Similarly, the sentence links Almenares to “different counterrevolutionary groups” such as the independent media outlets Radio Martí and Diario de Cuba, as well as the Cuban Youth Dialogue Table, Cubalex and Cuban Democratic Directorate.

Another issue considered by the court is that they did not find a “recognized employment relationship” and that “he maintains an unfavorable social conduct by associating himself with criminal elements in the locality and with elements disaffected from the revolutionary process based both in Cuba and abroad,” although they exempt him from criminal records.

The court condemns him for painting on those sheets, based on the strict Constitution, “taking into account the degree of social harm of the act committed by the accused”

However, the court condemns him for painting on those sheets, based on the strict Constitution, “considering the degree of social harm of the act committed by the accused, due to the consequences it would bring to the economic and social stability of the country and the peace of the members of society, by putting up posters in public with a clear message that the inhabitants should oppose the Cuban social process and take to the streets, which would provoke protests, violence and a rupture of the natural state of tranquility and citizen security that characterizes our country.”

The actions of Almenares Riveras, they continue, “are in total opposition to what is established in Article 1 of the Supreme Law which states ‘Cuba is a socialist and social justice state, democratic, independent and sovereign, organized with all and for the good of all as a unitary and indivisible republic, founded on the work, dignity, humanism and ethics of its citizens for the enjoyment of freedom, equity, equality, solidarity, well-being and individual and collective prosperity’.”

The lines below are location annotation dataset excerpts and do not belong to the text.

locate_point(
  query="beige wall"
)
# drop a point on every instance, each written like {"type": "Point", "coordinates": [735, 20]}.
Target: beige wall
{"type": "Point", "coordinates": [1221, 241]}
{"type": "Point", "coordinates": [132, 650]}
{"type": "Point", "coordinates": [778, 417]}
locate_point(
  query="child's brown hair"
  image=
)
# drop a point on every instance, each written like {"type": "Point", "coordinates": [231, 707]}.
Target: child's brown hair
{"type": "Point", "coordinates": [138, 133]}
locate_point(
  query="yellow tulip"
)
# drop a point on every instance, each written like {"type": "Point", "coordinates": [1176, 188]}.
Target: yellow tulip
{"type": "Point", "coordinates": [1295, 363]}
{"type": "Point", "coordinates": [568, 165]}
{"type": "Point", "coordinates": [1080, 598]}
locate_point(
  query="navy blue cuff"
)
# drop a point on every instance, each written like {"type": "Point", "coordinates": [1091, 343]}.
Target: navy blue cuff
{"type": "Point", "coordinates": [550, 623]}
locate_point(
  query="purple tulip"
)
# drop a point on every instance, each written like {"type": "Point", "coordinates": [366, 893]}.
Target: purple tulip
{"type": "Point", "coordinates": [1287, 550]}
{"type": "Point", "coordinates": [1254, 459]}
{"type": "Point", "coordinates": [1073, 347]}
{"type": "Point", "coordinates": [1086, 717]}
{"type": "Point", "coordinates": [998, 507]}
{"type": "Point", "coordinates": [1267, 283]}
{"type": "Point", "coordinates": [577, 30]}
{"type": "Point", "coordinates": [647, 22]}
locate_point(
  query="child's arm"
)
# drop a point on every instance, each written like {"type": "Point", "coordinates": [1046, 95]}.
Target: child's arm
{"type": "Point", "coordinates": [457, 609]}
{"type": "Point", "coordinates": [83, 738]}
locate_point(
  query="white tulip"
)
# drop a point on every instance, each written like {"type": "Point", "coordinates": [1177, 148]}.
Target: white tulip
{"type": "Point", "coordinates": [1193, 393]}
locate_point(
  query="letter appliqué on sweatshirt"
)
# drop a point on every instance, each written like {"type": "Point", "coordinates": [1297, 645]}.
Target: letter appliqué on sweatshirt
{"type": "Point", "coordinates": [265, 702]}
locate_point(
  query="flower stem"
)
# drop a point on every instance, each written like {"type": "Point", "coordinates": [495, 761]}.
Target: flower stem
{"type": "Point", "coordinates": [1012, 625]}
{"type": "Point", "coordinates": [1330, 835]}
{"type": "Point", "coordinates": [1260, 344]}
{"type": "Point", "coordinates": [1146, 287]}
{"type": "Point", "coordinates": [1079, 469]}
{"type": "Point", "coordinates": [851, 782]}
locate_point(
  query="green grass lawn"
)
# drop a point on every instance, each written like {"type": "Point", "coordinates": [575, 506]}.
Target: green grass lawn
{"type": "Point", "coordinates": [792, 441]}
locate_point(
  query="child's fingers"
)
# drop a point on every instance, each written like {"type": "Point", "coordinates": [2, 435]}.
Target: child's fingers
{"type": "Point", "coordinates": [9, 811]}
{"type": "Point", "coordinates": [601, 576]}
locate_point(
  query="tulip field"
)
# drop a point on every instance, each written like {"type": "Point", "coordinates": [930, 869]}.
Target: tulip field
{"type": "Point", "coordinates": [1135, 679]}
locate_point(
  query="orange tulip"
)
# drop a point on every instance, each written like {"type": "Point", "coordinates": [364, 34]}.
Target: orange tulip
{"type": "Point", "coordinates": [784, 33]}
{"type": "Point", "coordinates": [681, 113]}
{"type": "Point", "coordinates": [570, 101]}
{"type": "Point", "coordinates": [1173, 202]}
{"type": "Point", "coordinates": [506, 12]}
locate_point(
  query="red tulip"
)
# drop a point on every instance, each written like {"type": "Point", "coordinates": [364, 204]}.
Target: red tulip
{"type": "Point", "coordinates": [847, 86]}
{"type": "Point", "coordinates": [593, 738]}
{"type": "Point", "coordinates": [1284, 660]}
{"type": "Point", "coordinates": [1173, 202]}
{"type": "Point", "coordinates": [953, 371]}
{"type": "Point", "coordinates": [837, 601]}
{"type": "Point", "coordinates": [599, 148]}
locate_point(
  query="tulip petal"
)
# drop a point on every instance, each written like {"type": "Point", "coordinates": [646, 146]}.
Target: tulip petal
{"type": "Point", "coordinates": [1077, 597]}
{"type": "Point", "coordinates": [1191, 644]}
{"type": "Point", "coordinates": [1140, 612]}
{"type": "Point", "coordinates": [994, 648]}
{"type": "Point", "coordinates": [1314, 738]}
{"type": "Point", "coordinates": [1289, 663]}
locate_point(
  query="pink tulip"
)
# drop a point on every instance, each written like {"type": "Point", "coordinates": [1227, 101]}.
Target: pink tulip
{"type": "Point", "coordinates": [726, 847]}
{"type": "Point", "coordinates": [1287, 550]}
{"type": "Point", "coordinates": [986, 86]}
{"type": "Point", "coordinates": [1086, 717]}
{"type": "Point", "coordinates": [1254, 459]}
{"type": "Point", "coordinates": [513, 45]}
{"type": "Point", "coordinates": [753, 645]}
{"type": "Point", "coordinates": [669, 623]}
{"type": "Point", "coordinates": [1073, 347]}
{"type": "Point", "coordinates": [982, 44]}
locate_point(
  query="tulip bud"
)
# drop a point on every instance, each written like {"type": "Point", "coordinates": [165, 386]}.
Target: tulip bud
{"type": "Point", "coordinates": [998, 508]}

The sentence does not specify in which prison he will serve his time, but until now the rapper was in the Cuba Panamá prison, located in Güines, Mayabeque, which houses inmates with HIV/AIDS. His mother has publicly denounced his continued confinement there, given that he does not have the disease, as well as the deplorable sanitary conditions of the prison.

At the end of July, Nando OBDC went on a hunger strike to protest being held incommunicado in prison. The musician’s activism had been under scrutiny by the authorities for some time. In November 2021, he was summoned to the Seventh Unit of the National Revolutionary Police for his social media posts.